Commenting on the successful exercise programme, physiotherapist at St Luke’s Hospice, Dalton Urrutia, said, “When we initially launched the programme, we would ask for feedback every week from attendees. We slowly changed the delivery to meet individual needs. It has now evolved into a patient-driven class.”
Urrutia adds, “A great part of the programme is that we use low-impact bodyweight training to help people reach their goals. These goals could be everyday common movements such as walking, picking up the grandchildren, or being able to go up and down the stairs; I notice how quickly people get out of breath. To help them reach their goals, I facilitate gymnastic-based bodyweight movements, which can be really challenging. For some people, their legs might be weak, or they might be balance deficient due to hip weakness. I structure the sessions to help improve common weaknesses.”

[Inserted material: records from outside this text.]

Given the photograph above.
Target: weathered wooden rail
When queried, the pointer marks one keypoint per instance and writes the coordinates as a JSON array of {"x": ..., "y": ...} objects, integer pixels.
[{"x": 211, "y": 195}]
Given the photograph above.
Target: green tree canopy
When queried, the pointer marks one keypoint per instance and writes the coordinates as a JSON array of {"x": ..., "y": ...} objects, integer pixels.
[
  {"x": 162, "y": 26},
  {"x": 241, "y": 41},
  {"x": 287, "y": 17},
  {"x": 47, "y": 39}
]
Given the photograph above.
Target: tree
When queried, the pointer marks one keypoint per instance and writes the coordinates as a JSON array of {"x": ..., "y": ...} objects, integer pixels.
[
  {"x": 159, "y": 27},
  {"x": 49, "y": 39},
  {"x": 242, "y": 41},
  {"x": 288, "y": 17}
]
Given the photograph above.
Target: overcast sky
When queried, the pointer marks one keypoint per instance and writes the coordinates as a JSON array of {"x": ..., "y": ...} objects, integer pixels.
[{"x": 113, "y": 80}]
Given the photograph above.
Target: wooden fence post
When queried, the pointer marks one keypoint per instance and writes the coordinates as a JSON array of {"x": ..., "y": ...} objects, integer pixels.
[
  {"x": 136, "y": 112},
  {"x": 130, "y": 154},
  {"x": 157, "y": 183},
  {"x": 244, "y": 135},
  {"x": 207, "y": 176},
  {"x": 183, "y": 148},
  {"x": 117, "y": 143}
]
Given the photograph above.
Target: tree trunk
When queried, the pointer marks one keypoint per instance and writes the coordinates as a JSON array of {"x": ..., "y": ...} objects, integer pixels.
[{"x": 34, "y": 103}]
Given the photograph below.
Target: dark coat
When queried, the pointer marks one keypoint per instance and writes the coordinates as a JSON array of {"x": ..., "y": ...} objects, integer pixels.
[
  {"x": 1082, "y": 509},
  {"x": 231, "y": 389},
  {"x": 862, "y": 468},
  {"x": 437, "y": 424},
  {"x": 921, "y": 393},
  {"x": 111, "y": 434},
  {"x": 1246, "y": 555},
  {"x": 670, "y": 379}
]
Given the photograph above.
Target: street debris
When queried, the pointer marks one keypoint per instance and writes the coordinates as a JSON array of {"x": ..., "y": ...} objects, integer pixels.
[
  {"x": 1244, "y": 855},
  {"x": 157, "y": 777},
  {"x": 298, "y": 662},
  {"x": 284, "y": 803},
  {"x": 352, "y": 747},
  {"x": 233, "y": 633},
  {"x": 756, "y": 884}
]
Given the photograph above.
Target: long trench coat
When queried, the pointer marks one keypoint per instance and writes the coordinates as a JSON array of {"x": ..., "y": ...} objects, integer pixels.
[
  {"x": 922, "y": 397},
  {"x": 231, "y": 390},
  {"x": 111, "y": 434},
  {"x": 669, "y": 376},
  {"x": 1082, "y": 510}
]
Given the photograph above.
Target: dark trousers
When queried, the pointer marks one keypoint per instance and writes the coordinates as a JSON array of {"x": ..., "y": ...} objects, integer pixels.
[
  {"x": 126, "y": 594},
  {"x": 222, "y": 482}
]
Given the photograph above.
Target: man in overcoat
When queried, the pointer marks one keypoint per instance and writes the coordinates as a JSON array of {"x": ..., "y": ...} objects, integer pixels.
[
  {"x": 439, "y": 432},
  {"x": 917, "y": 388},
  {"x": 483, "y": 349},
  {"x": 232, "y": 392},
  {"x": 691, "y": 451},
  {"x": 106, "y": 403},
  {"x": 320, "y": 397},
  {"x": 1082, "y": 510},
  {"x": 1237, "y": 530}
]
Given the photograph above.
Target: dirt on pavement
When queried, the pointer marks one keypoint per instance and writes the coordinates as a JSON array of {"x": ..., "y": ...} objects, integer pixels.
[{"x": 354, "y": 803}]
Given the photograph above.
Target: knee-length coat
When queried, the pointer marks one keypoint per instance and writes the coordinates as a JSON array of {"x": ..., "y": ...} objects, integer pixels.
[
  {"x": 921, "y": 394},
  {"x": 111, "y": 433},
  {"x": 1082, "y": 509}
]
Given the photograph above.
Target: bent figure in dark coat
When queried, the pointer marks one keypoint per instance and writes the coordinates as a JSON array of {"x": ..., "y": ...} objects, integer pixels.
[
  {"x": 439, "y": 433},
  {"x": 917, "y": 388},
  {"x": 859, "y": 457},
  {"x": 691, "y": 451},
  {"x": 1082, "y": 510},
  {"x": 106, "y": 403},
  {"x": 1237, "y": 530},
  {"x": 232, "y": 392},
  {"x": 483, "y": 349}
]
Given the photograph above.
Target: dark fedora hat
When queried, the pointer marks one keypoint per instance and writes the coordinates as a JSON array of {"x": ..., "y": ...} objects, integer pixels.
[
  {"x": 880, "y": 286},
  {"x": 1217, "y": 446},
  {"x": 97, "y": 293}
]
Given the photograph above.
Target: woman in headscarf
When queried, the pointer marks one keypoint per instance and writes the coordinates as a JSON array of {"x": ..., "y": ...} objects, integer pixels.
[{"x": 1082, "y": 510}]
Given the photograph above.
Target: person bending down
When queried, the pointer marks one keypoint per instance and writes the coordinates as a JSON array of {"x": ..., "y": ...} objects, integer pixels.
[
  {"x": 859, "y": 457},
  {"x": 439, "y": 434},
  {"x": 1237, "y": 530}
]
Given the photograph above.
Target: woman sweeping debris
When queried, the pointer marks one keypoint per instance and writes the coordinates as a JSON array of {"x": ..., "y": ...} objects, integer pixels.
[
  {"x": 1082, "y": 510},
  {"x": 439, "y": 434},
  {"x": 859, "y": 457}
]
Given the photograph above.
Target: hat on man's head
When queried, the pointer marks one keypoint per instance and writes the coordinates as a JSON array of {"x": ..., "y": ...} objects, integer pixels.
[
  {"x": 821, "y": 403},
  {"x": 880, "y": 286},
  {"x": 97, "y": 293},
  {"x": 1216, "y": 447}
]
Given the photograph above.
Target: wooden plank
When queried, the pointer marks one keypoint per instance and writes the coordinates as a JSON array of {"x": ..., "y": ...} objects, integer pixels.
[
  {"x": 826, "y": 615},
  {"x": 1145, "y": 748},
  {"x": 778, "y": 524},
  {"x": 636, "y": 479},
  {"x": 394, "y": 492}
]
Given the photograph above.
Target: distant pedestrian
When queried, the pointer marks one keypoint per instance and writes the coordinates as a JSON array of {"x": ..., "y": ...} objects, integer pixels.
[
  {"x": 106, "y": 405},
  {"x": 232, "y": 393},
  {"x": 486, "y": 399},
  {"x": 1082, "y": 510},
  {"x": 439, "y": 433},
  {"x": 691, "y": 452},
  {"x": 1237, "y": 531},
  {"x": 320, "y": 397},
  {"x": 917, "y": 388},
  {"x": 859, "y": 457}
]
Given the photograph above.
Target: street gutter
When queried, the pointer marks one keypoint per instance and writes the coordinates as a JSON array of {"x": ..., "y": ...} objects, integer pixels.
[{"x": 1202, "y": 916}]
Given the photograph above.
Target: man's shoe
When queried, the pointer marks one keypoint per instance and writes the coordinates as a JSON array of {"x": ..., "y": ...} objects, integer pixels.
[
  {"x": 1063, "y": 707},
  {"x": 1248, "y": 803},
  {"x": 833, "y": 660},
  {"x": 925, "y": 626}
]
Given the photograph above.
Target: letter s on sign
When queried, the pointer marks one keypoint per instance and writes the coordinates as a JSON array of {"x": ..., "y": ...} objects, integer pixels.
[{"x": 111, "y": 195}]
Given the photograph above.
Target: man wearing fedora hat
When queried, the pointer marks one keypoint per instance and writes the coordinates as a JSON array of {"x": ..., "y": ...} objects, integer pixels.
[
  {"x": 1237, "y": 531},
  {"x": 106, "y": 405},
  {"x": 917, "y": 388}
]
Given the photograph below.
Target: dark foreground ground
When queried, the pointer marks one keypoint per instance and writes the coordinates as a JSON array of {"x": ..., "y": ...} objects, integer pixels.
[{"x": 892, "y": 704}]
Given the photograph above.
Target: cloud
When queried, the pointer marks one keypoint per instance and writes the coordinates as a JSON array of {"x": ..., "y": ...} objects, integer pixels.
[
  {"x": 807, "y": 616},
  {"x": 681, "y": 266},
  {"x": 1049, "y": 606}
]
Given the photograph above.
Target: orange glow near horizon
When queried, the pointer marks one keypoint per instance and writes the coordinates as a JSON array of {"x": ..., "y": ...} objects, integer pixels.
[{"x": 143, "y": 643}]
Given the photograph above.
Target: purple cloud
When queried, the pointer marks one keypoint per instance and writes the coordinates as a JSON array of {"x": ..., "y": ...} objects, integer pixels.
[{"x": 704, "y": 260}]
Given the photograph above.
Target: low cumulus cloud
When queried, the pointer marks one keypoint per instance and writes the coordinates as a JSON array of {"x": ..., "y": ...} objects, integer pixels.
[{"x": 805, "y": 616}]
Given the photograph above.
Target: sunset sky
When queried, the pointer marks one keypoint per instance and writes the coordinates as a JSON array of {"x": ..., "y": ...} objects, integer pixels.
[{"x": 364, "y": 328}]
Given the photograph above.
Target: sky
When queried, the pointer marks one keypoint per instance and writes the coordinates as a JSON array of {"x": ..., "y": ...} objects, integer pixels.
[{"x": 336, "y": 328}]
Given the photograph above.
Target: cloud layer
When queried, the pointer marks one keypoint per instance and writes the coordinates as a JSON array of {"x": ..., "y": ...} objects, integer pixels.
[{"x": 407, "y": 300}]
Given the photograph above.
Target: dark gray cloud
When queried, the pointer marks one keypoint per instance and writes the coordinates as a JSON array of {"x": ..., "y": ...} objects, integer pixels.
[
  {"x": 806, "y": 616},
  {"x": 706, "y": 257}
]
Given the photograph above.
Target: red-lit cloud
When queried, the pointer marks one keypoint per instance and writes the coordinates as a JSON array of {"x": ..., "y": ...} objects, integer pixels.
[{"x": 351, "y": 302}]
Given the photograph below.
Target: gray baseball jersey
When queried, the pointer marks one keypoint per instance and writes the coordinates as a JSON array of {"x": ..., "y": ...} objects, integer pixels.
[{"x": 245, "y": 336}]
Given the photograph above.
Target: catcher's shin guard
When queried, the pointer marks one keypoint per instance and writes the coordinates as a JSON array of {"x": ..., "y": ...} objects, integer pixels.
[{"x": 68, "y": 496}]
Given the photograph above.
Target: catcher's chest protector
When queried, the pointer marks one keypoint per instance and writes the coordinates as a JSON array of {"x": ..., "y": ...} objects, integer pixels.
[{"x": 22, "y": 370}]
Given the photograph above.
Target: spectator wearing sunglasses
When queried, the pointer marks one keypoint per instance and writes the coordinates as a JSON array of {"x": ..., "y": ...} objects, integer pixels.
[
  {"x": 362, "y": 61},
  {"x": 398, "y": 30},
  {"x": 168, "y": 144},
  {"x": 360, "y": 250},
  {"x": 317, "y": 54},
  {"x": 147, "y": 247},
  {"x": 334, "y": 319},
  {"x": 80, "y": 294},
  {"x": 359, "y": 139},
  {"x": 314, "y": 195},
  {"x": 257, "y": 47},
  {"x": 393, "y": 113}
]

St Luke’s Hospice in Harrow and Brent is helping people get basic function back into their lives. The hospice also delivers one-to-one sessions for those in the in-patient unit. These exercises might include passive stretching, bed exercises, or exercises to prevent bed sores. The level is varied depending on the condition.
One of its patients, Emma, has had experience of St Luke’s in-patient unit and the Woodgrange Centre services. Emma was diagnosed with stage 4 breast cancer and has benefitted from attending the Monday exercise sessions.
Emma said, “The staff at St Luke’s are wonderful. There is nothing that they won’t try and do for you. I suffer from a lot of back problems and Dalton is always so helpful; he structures my exercise programme to meet my needs. I like getting to know people at the exercise class who have a similar condition to me. We can relate to each other with what’s happening to us.”
Emma added, “I thought it would be totally different. I walk with a stick because of weakness in my left side but, because of the physiotherapy and the exercise classes at St Luke’s, I am now riding my daughter’s exercise bike. It took me a few months to get to that point. St Luke’s provided me with exercises to do on my own – I have the resistance bands at home. I would greatly encourage people to attend the exercise classes at St Luke’s. Just give it a try – see how it works for you. The staff will always find you some exercises to do depending on your individual needs that day.”